Richard Vile MRCVS is the sole veterinary surgeon, with over twenty years equine experience.

Which means

  • a continuity of care and service is possible
  • to allow a long term relationship to be built between the client’s horses and ponies and their vet.

Feacal Egg Counts..

Feacal egg counts are a great way of assessing your horse’s health with regard to internal parasites.  The four most common internal parasites are:

  •  Encysted redworm, Roundworms, Tapeworms and Bots.

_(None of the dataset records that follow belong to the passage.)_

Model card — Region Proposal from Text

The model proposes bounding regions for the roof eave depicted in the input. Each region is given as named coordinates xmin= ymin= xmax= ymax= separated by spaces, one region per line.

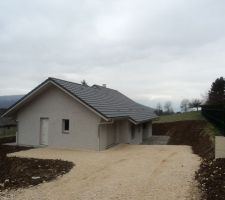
xmin=2 ymin=78 xmax=109 ymax=121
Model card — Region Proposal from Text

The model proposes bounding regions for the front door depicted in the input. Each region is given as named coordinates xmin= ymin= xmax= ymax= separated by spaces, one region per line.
xmin=40 ymin=118 xmax=49 ymax=145
xmin=106 ymin=124 xmax=116 ymax=148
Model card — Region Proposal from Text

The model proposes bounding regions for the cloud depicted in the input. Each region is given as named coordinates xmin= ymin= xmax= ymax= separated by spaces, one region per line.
xmin=0 ymin=0 xmax=225 ymax=109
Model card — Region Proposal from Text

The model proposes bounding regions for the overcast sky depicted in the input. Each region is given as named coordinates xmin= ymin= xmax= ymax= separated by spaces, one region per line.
xmin=0 ymin=0 xmax=225 ymax=109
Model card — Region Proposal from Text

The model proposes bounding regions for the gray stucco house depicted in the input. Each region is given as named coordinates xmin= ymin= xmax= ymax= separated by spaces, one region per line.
xmin=3 ymin=78 xmax=157 ymax=150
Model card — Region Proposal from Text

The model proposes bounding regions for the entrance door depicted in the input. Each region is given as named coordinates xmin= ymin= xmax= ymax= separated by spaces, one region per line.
xmin=106 ymin=124 xmax=116 ymax=148
xmin=40 ymin=118 xmax=49 ymax=145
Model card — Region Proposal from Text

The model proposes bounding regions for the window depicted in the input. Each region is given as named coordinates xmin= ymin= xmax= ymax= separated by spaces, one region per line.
xmin=62 ymin=119 xmax=70 ymax=133
xmin=130 ymin=124 xmax=135 ymax=140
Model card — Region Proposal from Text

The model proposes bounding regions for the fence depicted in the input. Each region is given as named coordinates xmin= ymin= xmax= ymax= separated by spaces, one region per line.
xmin=202 ymin=105 xmax=225 ymax=136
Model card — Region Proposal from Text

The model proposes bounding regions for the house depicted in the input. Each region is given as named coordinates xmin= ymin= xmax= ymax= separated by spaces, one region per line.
xmin=0 ymin=108 xmax=16 ymax=143
xmin=3 ymin=78 xmax=157 ymax=150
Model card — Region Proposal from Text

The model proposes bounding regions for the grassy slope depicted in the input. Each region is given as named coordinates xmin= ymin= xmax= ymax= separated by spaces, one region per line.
xmin=154 ymin=112 xmax=205 ymax=123
xmin=153 ymin=111 xmax=221 ymax=136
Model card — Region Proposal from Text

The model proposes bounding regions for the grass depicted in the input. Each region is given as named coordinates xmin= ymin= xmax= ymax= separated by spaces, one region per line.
xmin=153 ymin=111 xmax=222 ymax=140
xmin=154 ymin=111 xmax=206 ymax=123
xmin=0 ymin=134 xmax=16 ymax=139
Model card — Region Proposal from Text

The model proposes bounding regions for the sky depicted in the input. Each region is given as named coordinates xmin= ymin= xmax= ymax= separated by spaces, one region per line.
xmin=0 ymin=0 xmax=225 ymax=111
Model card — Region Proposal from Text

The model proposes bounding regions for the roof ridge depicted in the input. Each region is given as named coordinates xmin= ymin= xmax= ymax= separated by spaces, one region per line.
xmin=48 ymin=77 xmax=91 ymax=87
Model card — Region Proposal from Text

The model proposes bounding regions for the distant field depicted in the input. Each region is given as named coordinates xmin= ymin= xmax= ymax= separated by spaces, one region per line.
xmin=153 ymin=111 xmax=205 ymax=123
xmin=153 ymin=111 xmax=221 ymax=136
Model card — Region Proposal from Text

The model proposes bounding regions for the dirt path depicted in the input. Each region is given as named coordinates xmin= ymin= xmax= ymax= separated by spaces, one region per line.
xmin=1 ymin=145 xmax=200 ymax=200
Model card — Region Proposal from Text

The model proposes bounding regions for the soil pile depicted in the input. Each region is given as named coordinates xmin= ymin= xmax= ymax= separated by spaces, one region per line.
xmin=153 ymin=121 xmax=225 ymax=200
xmin=153 ymin=120 xmax=214 ymax=159
xmin=0 ymin=146 xmax=74 ymax=191
xmin=196 ymin=159 xmax=225 ymax=200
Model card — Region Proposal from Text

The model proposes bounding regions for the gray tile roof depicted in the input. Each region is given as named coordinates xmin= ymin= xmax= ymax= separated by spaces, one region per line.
xmin=49 ymin=78 xmax=157 ymax=123
xmin=0 ymin=109 xmax=16 ymax=127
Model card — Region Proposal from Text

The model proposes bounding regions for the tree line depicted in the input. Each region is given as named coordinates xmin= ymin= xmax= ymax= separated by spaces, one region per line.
xmin=155 ymin=77 xmax=225 ymax=115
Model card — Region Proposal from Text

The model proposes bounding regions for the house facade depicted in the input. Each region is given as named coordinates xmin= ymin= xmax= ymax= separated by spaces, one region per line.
xmin=4 ymin=78 xmax=157 ymax=150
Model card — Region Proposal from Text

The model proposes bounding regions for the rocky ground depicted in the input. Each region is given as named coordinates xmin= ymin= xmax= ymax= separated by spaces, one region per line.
xmin=0 ymin=145 xmax=74 ymax=191
xmin=153 ymin=120 xmax=225 ymax=200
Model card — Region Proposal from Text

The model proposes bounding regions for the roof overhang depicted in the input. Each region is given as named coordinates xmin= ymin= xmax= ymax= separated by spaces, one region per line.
xmin=2 ymin=78 xmax=109 ymax=121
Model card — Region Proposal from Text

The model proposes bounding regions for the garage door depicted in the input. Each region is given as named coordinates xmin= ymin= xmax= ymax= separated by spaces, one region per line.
xmin=106 ymin=125 xmax=116 ymax=148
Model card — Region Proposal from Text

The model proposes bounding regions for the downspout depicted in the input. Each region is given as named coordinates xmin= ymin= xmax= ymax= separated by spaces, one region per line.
xmin=98 ymin=120 xmax=114 ymax=151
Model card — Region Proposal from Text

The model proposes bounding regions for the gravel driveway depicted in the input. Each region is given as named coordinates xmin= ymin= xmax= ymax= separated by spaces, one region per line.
xmin=4 ymin=145 xmax=200 ymax=200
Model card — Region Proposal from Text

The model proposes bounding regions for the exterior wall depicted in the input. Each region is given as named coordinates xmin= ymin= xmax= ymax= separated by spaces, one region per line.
xmin=215 ymin=136 xmax=225 ymax=158
xmin=100 ymin=120 xmax=148 ymax=150
xmin=17 ymin=87 xmax=100 ymax=150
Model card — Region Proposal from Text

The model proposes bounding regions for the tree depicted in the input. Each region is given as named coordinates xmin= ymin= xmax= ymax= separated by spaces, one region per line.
xmin=189 ymin=99 xmax=202 ymax=111
xmin=164 ymin=101 xmax=173 ymax=114
xmin=81 ymin=80 xmax=88 ymax=86
xmin=180 ymin=99 xmax=190 ymax=112
xmin=155 ymin=103 xmax=163 ymax=116
xmin=206 ymin=77 xmax=225 ymax=105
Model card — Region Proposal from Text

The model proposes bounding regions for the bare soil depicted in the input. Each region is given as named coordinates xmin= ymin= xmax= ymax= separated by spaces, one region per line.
xmin=196 ymin=158 xmax=225 ymax=200
xmin=3 ymin=145 xmax=200 ymax=200
xmin=0 ymin=145 xmax=74 ymax=191
xmin=153 ymin=120 xmax=215 ymax=159
xmin=153 ymin=121 xmax=225 ymax=200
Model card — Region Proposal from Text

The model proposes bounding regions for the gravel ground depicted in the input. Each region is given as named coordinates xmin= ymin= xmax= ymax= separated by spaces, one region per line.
xmin=0 ymin=145 xmax=200 ymax=200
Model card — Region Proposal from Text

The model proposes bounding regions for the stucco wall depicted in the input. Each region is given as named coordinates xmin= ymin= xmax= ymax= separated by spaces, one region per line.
xmin=215 ymin=136 xmax=225 ymax=158
xmin=100 ymin=120 xmax=146 ymax=150
xmin=17 ymin=87 xmax=100 ymax=150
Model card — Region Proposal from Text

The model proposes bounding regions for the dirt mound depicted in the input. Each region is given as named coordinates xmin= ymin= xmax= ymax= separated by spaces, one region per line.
xmin=153 ymin=120 xmax=214 ymax=158
xmin=0 ymin=146 xmax=74 ymax=191
xmin=196 ymin=159 xmax=225 ymax=200
xmin=153 ymin=121 xmax=225 ymax=200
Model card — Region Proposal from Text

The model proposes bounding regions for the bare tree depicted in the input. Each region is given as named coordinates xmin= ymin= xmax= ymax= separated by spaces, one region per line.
xmin=180 ymin=99 xmax=190 ymax=112
xmin=189 ymin=99 xmax=202 ymax=111
xmin=164 ymin=101 xmax=173 ymax=114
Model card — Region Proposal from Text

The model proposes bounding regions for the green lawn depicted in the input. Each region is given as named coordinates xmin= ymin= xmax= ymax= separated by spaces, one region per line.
xmin=154 ymin=111 xmax=205 ymax=123
xmin=153 ymin=111 xmax=221 ymax=136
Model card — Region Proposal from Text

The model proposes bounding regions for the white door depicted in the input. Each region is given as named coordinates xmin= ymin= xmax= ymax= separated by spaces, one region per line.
xmin=40 ymin=118 xmax=49 ymax=145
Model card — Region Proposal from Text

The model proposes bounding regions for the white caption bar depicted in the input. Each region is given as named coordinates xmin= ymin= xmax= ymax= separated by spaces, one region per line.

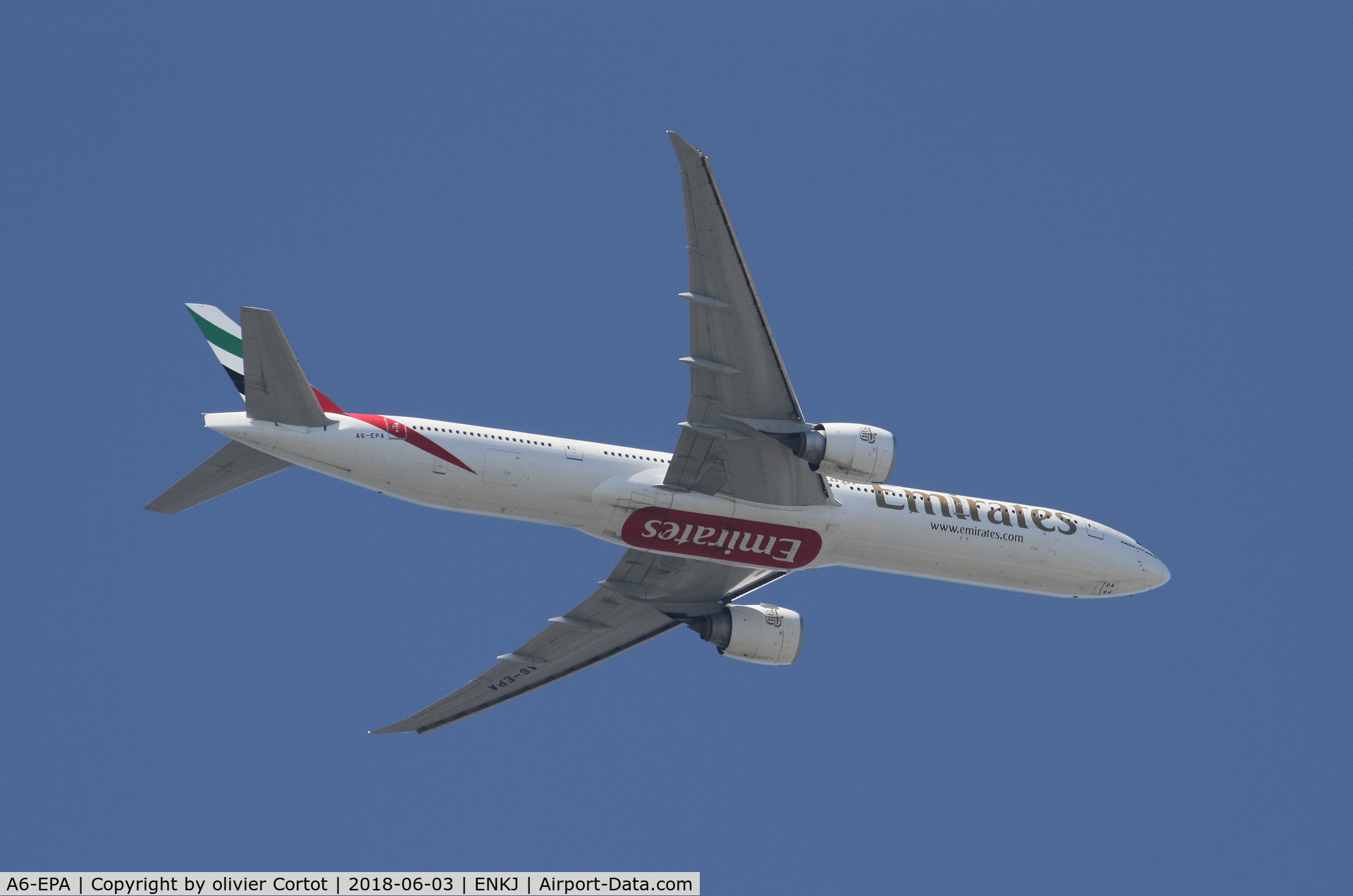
xmin=0 ymin=871 xmax=700 ymax=896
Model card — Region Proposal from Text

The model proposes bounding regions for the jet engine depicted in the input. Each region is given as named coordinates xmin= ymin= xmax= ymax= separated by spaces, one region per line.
xmin=690 ymin=604 xmax=803 ymax=666
xmin=778 ymin=423 xmax=897 ymax=483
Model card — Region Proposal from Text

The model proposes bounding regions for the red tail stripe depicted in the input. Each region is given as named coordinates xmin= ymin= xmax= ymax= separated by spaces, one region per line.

However only Roundworms reliably excrete eggs in proportion to their infestation.

Encysted redworm are a casing point…. their life cycle involves a ‘hibernation’ phase where the larvae burrow into and live in the actual gut wall for a variable period of time and then are triggered into hatching out through the gut wall again and becoming egg laying adult worms.

You can, and I have recently had, a scenario where the feacal egg count is ZERO yet the next day the horse has diarrhoea with characteristic small redworm larvae wiggling around in the poo!

Tapeworms have a prolonged life cycle and excrete egg laden sacs at intermittent periods.  These can be seen with the naked eye lying on the surface of feaces appearing as large “rice” segments.

Bots lay eggs on the lower limbs of horses which are ingested and the larvae then end up attached to the lining of the stomach. These bot larvae are occasionally seen in the feaces looking like a bumble bee without wings.

Another misnomer with the Negative feacal egg count could be PINWORM infestation, where the adult worm lays eggs on the perineum, around the anus.  Again a zero count is possible with adult pinworm seen lying on the feaces!